Цинк, как ни странно, это чувствовал. Он сидел, прикрыв глаза, и думал о том, в каком месте он совершил свою главную в жизни ошибку: когда ненавидел всех их, скопом, без разбора – за всё, что они сделали с ним, или же наоборот, не сделали, из того, что сделать должны были и могли… или когда сам же он опустил руки, прокляв всё и вся и объявив негласный бойкот тому, кого сам не удосужился лучше узнать, чтобы осознать важное и отрешиться от всего дурного, оставив кусочек места под общим солнцем для себя, неудачника и непротивленца. Странное дело, теперь ему казалось, что вся его прошлая жизнь, такая злая и путаная, будто бы медленно, со ржавым скрипом выворачивает на прежнюю дорогу, пускай изъезженную чужими колёсами и совсем разбитую.
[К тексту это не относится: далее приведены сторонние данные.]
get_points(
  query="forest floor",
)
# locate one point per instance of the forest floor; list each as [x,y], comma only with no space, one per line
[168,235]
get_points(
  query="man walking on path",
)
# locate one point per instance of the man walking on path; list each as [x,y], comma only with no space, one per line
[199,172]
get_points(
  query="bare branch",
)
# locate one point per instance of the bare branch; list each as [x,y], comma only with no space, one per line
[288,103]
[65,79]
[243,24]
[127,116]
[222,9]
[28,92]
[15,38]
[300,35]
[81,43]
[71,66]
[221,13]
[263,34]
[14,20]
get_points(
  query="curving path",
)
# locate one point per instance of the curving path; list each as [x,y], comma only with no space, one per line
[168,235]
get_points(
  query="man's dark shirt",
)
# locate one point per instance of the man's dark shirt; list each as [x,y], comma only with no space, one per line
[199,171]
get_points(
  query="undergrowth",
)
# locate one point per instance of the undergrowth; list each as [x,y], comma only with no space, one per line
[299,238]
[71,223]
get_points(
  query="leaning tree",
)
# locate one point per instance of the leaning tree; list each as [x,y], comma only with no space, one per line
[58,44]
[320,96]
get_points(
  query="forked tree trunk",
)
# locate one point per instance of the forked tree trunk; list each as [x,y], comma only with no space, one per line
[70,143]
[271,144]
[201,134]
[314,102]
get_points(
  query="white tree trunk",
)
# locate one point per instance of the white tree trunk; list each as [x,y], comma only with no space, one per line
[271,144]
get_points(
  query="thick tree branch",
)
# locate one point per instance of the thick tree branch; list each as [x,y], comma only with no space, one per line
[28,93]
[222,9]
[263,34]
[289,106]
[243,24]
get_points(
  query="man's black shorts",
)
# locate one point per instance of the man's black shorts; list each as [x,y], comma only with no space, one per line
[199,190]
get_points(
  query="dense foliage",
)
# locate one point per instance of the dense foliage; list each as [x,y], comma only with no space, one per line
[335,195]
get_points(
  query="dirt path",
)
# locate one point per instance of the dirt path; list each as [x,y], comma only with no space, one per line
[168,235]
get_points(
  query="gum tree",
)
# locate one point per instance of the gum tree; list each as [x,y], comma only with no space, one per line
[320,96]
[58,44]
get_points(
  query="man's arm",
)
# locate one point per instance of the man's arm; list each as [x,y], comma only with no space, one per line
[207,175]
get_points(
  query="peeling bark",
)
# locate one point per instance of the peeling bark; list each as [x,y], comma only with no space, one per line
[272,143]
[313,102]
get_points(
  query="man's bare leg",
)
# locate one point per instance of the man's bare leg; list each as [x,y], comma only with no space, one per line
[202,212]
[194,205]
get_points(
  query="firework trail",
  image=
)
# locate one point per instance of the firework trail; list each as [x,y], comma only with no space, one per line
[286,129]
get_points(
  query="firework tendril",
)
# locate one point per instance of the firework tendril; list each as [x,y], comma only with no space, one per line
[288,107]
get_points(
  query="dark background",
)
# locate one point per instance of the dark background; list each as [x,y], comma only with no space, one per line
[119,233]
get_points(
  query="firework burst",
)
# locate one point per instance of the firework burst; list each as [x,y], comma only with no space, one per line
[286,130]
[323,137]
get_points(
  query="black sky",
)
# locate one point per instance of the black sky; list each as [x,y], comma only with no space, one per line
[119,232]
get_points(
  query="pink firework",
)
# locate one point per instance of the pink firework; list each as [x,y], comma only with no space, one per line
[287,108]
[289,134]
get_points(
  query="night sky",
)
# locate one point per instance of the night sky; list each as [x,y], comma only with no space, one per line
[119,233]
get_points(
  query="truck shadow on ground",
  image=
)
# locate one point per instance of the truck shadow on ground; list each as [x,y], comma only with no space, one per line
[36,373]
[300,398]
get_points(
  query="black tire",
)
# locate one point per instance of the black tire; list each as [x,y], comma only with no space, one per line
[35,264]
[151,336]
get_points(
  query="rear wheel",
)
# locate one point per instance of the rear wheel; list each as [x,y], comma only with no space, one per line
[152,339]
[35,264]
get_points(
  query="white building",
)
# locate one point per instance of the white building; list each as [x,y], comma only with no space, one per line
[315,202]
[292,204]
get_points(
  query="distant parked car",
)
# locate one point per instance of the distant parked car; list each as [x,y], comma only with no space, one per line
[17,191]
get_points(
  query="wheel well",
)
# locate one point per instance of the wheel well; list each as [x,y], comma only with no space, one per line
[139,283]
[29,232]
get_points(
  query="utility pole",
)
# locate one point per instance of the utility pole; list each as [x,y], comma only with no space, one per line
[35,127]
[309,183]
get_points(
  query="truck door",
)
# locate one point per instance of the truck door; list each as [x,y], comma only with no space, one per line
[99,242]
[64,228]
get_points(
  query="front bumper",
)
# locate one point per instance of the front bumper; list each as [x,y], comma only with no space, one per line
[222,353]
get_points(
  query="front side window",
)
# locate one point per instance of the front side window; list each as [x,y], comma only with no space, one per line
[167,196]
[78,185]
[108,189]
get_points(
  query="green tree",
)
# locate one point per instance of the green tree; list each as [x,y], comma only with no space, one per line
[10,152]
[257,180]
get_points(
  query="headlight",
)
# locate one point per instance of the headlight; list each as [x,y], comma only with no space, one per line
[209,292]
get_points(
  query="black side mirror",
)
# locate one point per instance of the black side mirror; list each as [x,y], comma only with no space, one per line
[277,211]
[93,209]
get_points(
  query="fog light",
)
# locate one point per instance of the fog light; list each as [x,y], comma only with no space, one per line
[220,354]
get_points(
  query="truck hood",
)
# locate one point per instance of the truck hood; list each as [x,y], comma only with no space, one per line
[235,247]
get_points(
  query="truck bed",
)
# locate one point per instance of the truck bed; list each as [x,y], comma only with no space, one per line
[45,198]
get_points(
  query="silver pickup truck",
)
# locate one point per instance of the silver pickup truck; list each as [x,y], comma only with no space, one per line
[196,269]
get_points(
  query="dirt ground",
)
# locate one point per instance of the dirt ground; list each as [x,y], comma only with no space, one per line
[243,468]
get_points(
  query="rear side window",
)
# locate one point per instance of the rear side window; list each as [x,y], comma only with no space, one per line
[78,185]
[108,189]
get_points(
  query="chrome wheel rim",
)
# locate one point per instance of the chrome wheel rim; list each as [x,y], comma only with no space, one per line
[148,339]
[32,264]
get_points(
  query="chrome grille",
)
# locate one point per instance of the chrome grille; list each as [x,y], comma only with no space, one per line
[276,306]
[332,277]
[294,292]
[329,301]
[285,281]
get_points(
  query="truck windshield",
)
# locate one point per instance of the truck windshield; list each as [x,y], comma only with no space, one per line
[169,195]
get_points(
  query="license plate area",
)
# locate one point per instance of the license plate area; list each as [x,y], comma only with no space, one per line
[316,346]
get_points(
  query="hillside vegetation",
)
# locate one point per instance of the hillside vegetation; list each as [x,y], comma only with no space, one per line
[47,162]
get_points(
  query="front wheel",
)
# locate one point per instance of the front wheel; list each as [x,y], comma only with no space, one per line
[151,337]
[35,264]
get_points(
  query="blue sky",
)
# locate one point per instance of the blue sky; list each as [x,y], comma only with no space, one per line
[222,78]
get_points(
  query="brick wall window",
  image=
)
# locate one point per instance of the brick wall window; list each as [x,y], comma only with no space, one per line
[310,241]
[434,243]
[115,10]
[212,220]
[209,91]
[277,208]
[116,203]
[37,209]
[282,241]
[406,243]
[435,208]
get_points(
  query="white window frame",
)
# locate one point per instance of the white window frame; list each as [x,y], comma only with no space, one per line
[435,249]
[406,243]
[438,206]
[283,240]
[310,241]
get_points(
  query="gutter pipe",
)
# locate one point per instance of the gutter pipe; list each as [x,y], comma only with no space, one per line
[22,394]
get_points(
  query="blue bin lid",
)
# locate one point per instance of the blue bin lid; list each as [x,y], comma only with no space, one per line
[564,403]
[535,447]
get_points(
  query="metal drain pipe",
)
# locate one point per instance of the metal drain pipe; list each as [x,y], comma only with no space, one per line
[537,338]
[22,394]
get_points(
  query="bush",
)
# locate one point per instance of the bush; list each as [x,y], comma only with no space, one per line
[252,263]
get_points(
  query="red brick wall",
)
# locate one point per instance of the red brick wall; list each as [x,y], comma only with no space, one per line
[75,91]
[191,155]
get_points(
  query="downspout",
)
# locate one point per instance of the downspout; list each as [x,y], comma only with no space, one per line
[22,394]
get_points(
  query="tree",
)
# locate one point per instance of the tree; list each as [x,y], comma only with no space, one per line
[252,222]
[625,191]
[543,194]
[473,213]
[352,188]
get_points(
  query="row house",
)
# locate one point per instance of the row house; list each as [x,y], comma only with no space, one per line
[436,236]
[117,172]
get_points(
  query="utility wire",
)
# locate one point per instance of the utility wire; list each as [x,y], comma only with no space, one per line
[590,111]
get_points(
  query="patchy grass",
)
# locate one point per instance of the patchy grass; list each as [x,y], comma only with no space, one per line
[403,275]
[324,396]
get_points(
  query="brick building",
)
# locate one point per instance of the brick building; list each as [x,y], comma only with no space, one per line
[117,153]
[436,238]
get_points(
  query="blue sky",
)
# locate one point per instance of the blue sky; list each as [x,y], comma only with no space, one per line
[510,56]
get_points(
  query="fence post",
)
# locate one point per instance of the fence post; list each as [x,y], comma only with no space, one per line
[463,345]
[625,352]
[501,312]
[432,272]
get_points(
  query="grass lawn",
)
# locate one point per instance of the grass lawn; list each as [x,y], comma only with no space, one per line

Самое страшное, что только могло изранить и довести до края любого человека, уже случилось: не успели ещё высохнуть слезы и первым слабым рубцом затянуться раны, не ослабла душевная боль, не воспрянула и надежда, потерянная и окончательно забытая. Но при всём при том нечто новое, другое, совершенно незнакомое шевельнулось в его больной середине – так, что сначала заставило Цинка лишь прислушаться, но через какое-то время он уже и сам это слышал. «Наверное, это люди… – подумалось ему в тот момент, когда всем, кто не успел проститься до 20-ти часов, продлили время прощания ещё на один час… – Это всё добрые люди, которых просто нельзя взять и отменить, как они отменили когда-то меня, моего отца и мои картины… Народ – это не я, народ – это все мы, это наш общий разум, наши глаза, мысли, наше доброе, которого, я знаю теперь, не меньше, чем злого, потому что доброе, как вода – оно рано или поздно найдёт себе щёлочку и прольётся, чтобы увлажнить иссохшее место и взрастить ещё немного доброты. И никакая сволочь, отдельная или намертво спаянная с другими такими же, не одолеет нас, если мы просто останемся людьми со всем тем, что отпущено нам природой и комком безвестного разума, будь он человечий, Божий или принадлежащий богочеловеку, на которого, даже если не веришь впрямую, но всё же правильней полагаться».
19
Когда его привезли в десятом часу вечера, Настя укладывала Аврору. Адольф Иванович зашёл сказать спокойной ночи и поцеловать внучку в лобик.
– А когда папа с мамой приедут? – спросила она его, закрывая глаза.
– Очень нескоро… – серьёзно ответил Цинк, – через год или два. У папы важная работа, и мама должна быть рядом с ним. Они уже сейчас рядом и просили тебя поцеловать. Вот я зашёл, чтобы выполнить их просьбу, – и снова поцеловал её в лоб.
На другой день утром чёрная машина вновь увезла его. В Колонном зале вокруг урны с прахом застыли солдаты, отдающие последние почести, и снова почётный караул менялся каждые три минуты. Траурная процессия шла до середины дня. У Исторического музея урну приняли космонавты и несли её до самого Мавзолея. Первым с трибуны говорил Брежнев, следом за ним выступали остальные, и Цинк слушал их прощальные слова, стоя в прямой близости от площадного каменного пантеона. Он вдруг подумал о том, какую странную штуку сыграла с ним судьба: вот он, провинциальный обрусевший немец из уцелевших, художник без картин, отец без дочери, дед слепой внучки, стоит сейчас рядом с первыми лицами могучего и нелюбимого им государства, с сильными мира сего, кто манипулирует судьбами стран, людей и континентов, и все они делают ему глазами, жмут руку и произносят утешительные слова в связи с безвременной кончиной того, кого он ещё недавно презирал и проклинал всей душой. И это не был бред, это не походило на абсурд – это была взаправдашняя жизнь, которая настигла и приковала его к себе, прихватив за отворот единственного пиджака.